Government plans for an overhaul of the planning system – which are claimed to prioritise town centre shops over out-of-town developments – have failed to convince local shop owners that they will be protected from supermarket expansion.

Housing and planning minister John Healey said the revamped system would give local councils “the tools they need to boost business growth and provide new safeguards for town centres and local markets”.

A new impact test replaces the existing need test, under which developments that could harm town centres will be assessed against key factors including climate change, their impact on the high street, consumer choice, consumer spending and jobs.

But ACS chief executive James Lowman said the minister’s rhetoric did not match the detail of the policy. “It will weigh heavily on under-resourced planning departments in local councils, who will have to interpret and implement a policy that is ambitious, contradictory and highly subjective,” he said.
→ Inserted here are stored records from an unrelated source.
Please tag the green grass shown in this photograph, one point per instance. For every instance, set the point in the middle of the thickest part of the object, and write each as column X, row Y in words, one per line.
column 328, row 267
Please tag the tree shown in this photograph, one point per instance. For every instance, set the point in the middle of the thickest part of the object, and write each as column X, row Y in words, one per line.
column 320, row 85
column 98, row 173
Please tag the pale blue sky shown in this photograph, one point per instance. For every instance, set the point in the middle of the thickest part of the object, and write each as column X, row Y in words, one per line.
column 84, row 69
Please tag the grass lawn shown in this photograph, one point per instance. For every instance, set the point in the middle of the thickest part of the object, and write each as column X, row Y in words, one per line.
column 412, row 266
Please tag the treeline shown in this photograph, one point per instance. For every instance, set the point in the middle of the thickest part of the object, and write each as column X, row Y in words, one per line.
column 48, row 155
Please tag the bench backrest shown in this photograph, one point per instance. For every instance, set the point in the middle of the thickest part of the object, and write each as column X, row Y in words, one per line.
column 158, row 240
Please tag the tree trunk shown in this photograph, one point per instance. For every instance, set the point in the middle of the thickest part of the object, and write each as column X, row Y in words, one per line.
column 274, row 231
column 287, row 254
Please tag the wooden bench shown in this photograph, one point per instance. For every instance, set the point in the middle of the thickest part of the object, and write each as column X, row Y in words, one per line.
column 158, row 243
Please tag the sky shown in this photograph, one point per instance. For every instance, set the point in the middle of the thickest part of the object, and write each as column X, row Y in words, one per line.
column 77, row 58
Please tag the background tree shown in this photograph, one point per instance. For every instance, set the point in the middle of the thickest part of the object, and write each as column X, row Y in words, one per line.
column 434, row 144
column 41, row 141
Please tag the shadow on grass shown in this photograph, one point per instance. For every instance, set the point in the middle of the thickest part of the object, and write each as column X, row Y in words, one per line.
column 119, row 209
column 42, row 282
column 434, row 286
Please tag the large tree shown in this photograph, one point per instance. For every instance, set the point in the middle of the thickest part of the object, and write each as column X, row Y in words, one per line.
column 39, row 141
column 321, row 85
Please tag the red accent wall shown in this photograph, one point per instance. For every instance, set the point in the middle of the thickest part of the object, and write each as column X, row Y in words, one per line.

“Ministers have a long way to go to convince us that the new policy will be effective in preventing the highly resourced and determined supermarkets from imposing unwanted new developments on communities.”

He called the removal of the need test “a huge error”. “The replacement impact assessment remains far too vague and subjective for councils to be able to implement effectively,“ he said.

Meanwhile, Tesco has claimed that the new competition test – proposed by the Competition Commission but yet to be endorsed by the government – would stop the creation of 2,500 new jobs a year. However, independent retailers argue that this figure does not take into account job losses and closures of local stores as a result of the multiples’ new developments.

The competition test would ban expansion by retailers with a 60% share of a local market.